La chair n'y est pas mauvaise quand on sait la choisir ; mais nous avons un Pourvoyeur qui n'y entend rien.

PREMIER MARMITON

Il croyait pourtant vous donner un friand morceau, quand il vous apporta dernièrement ce petit-maître.

PIERROT

Il n'avait que la peau et les os. Il était si sec que je le pris d'abord pour un poète.

SECOND MARMITON

Et cette grosse Parisienne qui pesait six cents ?

PIERROT

C'était une baleine dont nous n'avons pu tirer que de l'huile.

PREMIER MARMITON

Vous souvenez-vous de ce procureur que vous mîtes à la daube ?

PIERROT

Le diable de ragoût ! Il était si dur, qu'après avoir bouilli deux fois vingt-quatre heures, quatre chasseurs affamés n'en purent tirer parti.

SECOND MARMITON

Quel bruit est-ce que j'entends ?

PIERROT

C'est sans doute le roi qui arrive. Courez vite au Pourvoyeur. Qu'il vienne ici. Sa Majesté ogrienne lui dira elle-même ce qu'elle veut manger.

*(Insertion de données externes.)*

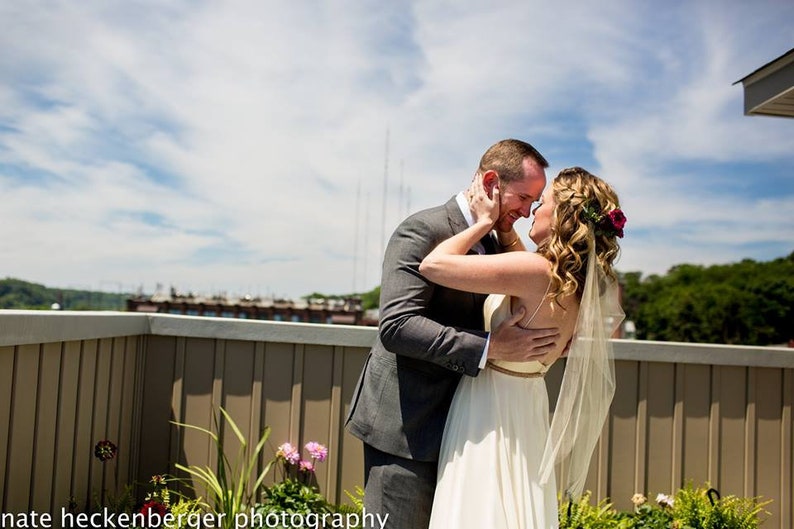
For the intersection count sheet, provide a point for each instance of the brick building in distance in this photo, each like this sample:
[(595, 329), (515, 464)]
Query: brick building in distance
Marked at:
[(347, 311)]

SCÈNE VIII. Pierrot, Arlequin, Adario, Troupe d'ogres.

ADARIO

Seigneur, voilà votre cuisinier. Vous n'avez qu'à lui ordonner ce qu'il vous plaira.

ARLEQUIN, à Pierrot

Qu'as-tu à me donner à dîner, mon ami ?

PIERROT

Je n'ai, ma foi, rien du tout.

ARLEQUIN

Bonne chienne de cuisine ! Hé, va-t'en dans le poulailler, animal. Fais main basse sur tout ce que tu trouveras. Prépare vite une matelote de dindons, mets-moi un cochon de lait à la crapaudine.

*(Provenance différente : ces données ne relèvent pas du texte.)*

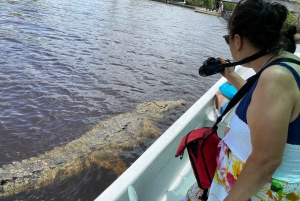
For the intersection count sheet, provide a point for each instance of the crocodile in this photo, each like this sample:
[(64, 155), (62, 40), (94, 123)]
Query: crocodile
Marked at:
[(99, 146)]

Crapaudine : Manière d'accommoder les pigeons qui consiste d'abord à les fendre, les élargir et les aplatir, de telle sorte que, tout déformés, on a pu les comparer à des crapauds. Pigeons à la crapaudine.

ADARIO

Nous voulons vous donner quelque chose de meilleur. Votre Grand Pourvoyeur va se rendre ici.

ARLEQUIN

Qu'est-ce que c'est que ce Pourvoyeur ?

ADARIO

C'est le premier officier de la Couronne.

PIERROT

Le voici.

SCÈNE IX. ArlequiN, Pierrot, Adario, Troupe D'Ogres, Le Pourvoyeur.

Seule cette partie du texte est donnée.